The lawyer and classical liberal Bruno Leoni is, unfortunately, a lesser-known and undervalued thinker. Even among classical liberals and libertarians, there are very few who know his name or his work. In fact, this article only exists because I discovered him in a footnote of a source used for an earlier article.
When taking a moment to research him, one will find a tremendous list of accomplishments. Leoni was, as described in the foreword to the Liberty Fund edition of his Freedom and the Law, as “a scholar, lawyer, merchant, amateur architect, musician, art connoisseur, linguist, and … a defender of the principles of individual freedom.” He was the founding editor of the journal Il Politico, which ran from 1951 to 2014, and former President of the Mont Pelerin Society.
Of significance are his speeches and essays, several of which are contained in Freedom and the Law. In the first essay, “Which Freedom?”, he takes a much-needed and thorough look at what exactly is meant by “freedom.” Nearly everyone would gladly declare themselves in support of freedom and liberty, and yet there are always merciless and unending attacks on freedom.

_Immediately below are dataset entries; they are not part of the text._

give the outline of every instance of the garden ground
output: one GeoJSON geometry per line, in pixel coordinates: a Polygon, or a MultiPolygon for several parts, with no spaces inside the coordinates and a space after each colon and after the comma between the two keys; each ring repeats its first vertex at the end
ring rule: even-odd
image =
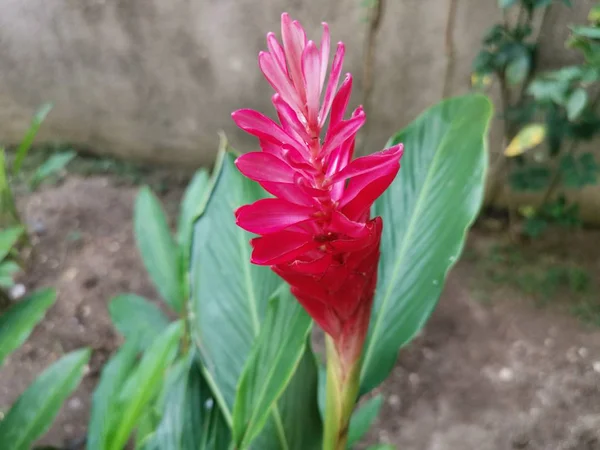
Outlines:
{"type": "MultiPolygon", "coordinates": [[[[184,182],[161,176],[153,185],[174,215],[184,182]]],[[[119,343],[110,298],[156,298],[132,234],[137,190],[123,176],[68,175],[23,198],[36,247],[20,281],[27,290],[55,286],[59,297],[0,371],[0,410],[64,352],[93,349],[45,444],[83,448],[91,393],[119,343]]],[[[401,450],[600,449],[600,232],[555,230],[517,247],[494,221],[482,222],[426,329],[381,388],[386,402],[368,441],[401,450]]]]}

But “freedom” has more than one definition. As Leoni points out, freedom is an abstract term, and therefore cannot be translated or conveyed as easily as terms describing physical objects. When talking about a table, most everyone shares a common understanding of what is and isn’t a table. Even with a language barrier, one need only point to a table and say “table,” and now the term table is understood to refer to the same thing as mesa.
But translating freedom is much more difficult. There is nothing to point to. Instead, freedom must be described, and this is often done with examples of what does and what doesn’t count as a violation of freedom.
In a later essay, “Freedom and Constraint”, he points out how, regardless of specific definition, freedom is always used in a positive manner. Many talk about the freedom to choose, to speak, to express, to practice one’s religion, etc. Those are all good things. And they all imply freedom from constraint. But, as Leoni points out, to be poor is to be “free from money” and to be sick is to be “free from good health.” But these phrases are never used. In fact, they sound quite awkward. Though both these states exist, they are never described in such a way.
In “Voting Versus the Market”, Leoni contrasts the incentives of democracy and the incentives of market transactions. In the market, transactions are typically complementary. Supply and demand are not antagonists. Most decisions being made (outside of investments and gambling) have known results. There typically aren’t any losers in a transaction.
In democracy, it is voter will against voter will. The end result of a vote is uncertain, with clear winners and clear losers. The majority is satisfied, but up to 49% of voters are unsatisfied.
As the title of his book suggests, a significant portion of it is devoted to the relationship between freedom and the rule of law. His writing will challenge those who would take the simplistic view that law is the opposite of freedom. Like he did with freedom, he devotes time to analyze what exactly is meant by the rule of law.
Leoni’s work will make his readers stop and consider where he or she is standing. When aligning oneself in defense of an abstract concept, it is vital to firmly define the limits and boundaries of the concept. Bruno Leoni has put an incredible effort into doing this for freedom, and freedom in relation to the law.
All self-described defenders of freedom will benefit from reading Leoni, and will no doubt wonder why his name is not better-known among libertarians.